Le diplomate Kamel Idris avait été nommé à la primature deux mois plus tard. Aujourd’hui, celui-ci a aussi promis un retour des services publics dans la capitale avec la reconstruction d’hôpitaux, d’écoles, de réseaux d’eau, d’électricité et d’assainissement. Objectif : améliorer les conditions de vie d’une métropole dont les infrastructures sont dévastées et qui a enregistré, selon l’ONU, le retour de plus d’un million de personnes, ces derniers mois, sur les plus de 3,7 millions qui avaient fui Khartoum à cause de la guerre. Kamel Idris a enfin qualifié 2026 « d’année de la paix », une paix « des courageux et des victorieux ».
Cette annonce éminemment symbolique d’un retour des institutions à Khartoum intervient alors que le principal front du conflit entre l’armée régulière et les FSR se trouve désormais dans le sud du pays, dans le Kordofan, où l’armée marque le pas face à l’alliance des paramilitaires et des miliciens locaux du SPLM-N, comme l’explique Marc Lavergne, directeur de recherches émérite au CNRS et spécialiste de la Corne de l’Afrique.
C’est quelque chose de symbolique, mais comme tout ce qui est symbolique, c’est un message important parce qu’il manifeste une volonté du gouvernement de s’affirmer comme le seul légal au Soudan.
Le chercheur Marc Lavergne analyse l’annonce symbolique du retour du gouvernement soudanais à Khartoum
Une longue reconquête de la capitale
Le retour du gouvernement dans la capitale s’accompagne également d’un timide retour à la vie normale pour ses habitants qui y reviennent au compte-gouttes, dans un paysage de désolation, comme a pu le constater notre envoyé spécial sur place, Eliott Brachet, qui s’est rendu dans le souk Al-Arabi.

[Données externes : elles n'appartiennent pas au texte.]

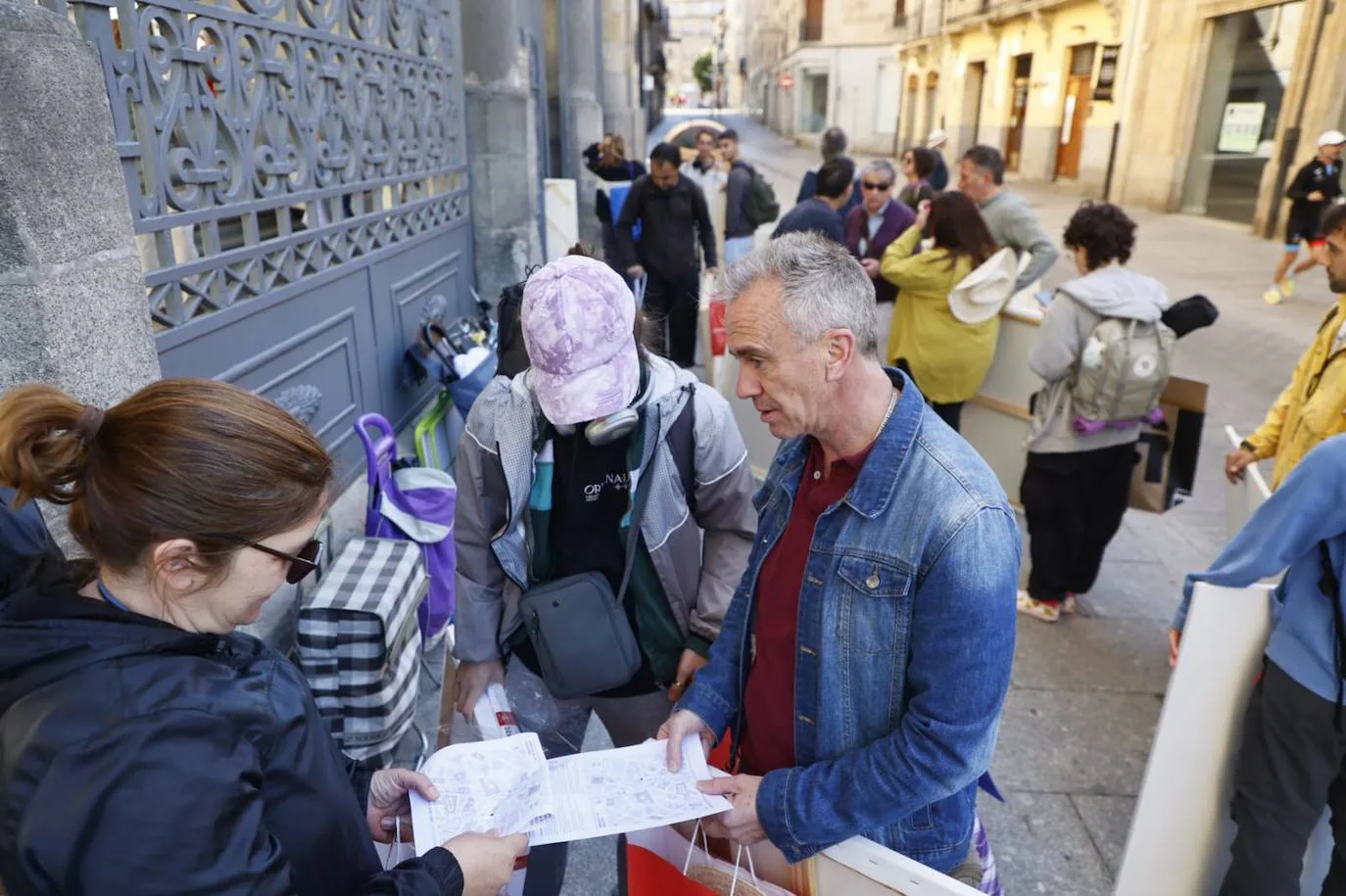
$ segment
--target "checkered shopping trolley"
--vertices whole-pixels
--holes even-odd
[[[355,538],[299,612],[299,667],[351,759],[385,766],[412,729],[428,588],[419,545]]]

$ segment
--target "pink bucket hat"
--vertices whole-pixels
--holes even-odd
[[[537,402],[553,424],[607,417],[635,400],[635,296],[615,270],[559,258],[528,278],[520,316]]]

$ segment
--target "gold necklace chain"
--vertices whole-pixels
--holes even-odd
[[[874,439],[870,440],[871,445],[879,441],[879,436],[883,435],[883,428],[888,425],[890,420],[892,420],[892,412],[896,410],[896,408],[898,408],[898,391],[894,390],[892,398],[888,398],[888,410],[887,413],[883,414],[883,422],[879,424],[878,432],[875,432]]]

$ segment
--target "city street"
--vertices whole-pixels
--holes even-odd
[[[684,117],[669,116],[650,145]],[[814,151],[746,117],[721,120],[739,130],[746,159],[787,210],[801,176],[817,164]],[[1012,188],[1054,235],[1079,202],[1066,188]],[[1245,227],[1132,214],[1140,225],[1132,266],[1162,280],[1172,299],[1203,293],[1221,311],[1214,327],[1179,343],[1175,370],[1210,385],[1198,487],[1164,515],[1128,513],[1078,618],[1057,626],[1019,622],[1014,686],[992,770],[1007,803],[981,802],[1008,896],[1110,893],[1168,679],[1167,620],[1183,576],[1225,541],[1224,426],[1246,432],[1261,421],[1333,301],[1322,272],[1312,272],[1294,301],[1263,303],[1280,246]],[[769,233],[763,229],[758,239]],[[1063,258],[1047,285],[1071,276]],[[591,732],[591,741],[600,737]],[[596,881],[615,881],[611,849],[600,841],[576,845],[565,892],[607,892]]]

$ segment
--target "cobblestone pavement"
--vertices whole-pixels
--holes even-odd
[[[677,120],[670,117],[664,128]],[[744,157],[789,209],[800,178],[817,164],[816,152],[744,117],[725,121],[743,137]],[[1011,187],[1035,206],[1054,235],[1079,202],[1057,186]],[[1333,303],[1326,278],[1315,270],[1294,301],[1264,304],[1280,246],[1244,227],[1145,210],[1132,214],[1140,230],[1131,265],[1162,280],[1175,299],[1199,292],[1221,309],[1214,327],[1179,343],[1175,369],[1210,383],[1201,470],[1193,499],[1180,507],[1163,515],[1128,513],[1078,618],[1057,626],[1019,623],[1014,685],[992,770],[1007,803],[981,802],[1008,896],[1110,893],[1168,679],[1167,620],[1182,577],[1205,566],[1225,542],[1224,426],[1246,432],[1261,421]],[[1047,284],[1073,274],[1062,260]],[[604,740],[596,725],[590,740]],[[565,892],[610,892],[612,845],[581,844],[573,856]]]

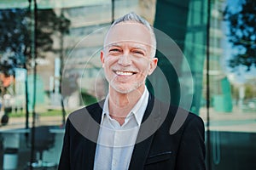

Là, dans un nuage de poussière, une armée de balais, de scies à métaux et de pelles ne cesse de s’activer alors que des commerçants déblaient le plus vite possible leurs échoppes dans l’espoir de pouvoir les rouvrir rapidement. Mais les dégâts sont considérables, comme dans celle d’Abdelazim Abdelayoub, un bijoutier qui a tout perdu. « Vous avez vu ? Ils ont forcé le coffre-fort ! Ici, tout est brûlé. Là, les vitrines ont été brisées, ils ont volé tous les bijoux ! On vendait des colliers, des chaînes et des bagues… J’ai perdu 14 kilos d’or ! Tout est parti en Libye, au Tchad, aux Émirats, en Centrafrique. Les FSR sont l’incarnation de la corruption : ils ont pillé, détruit, violé », déplore-t-il.
Si l’électricité n’a pas encore été rétablie dans le centre-ville, l’effigie à moustache du général al-Burhane trône, elle, déjà, à toutes les intersections. Et dans le souk, malgré les destructions causées par son aviation, le chef de l’armée est vu comme un libérateur. Tous ici considèrent que les FSR leur ont fait vivre un cauchemar, comme Sayed Youssef, un métallurgiste. « Ils ne se battent pas contre l’armée, ils se battent contre les citoyens. Moi, quand je suis revenu ici, j’ai trouvé mon atelier ravagé, pillé, les machines brûlées, il ne restait rien. Aujourd’hui, nous espérons juste retrouver nos vies d’avant », affirme-t-il.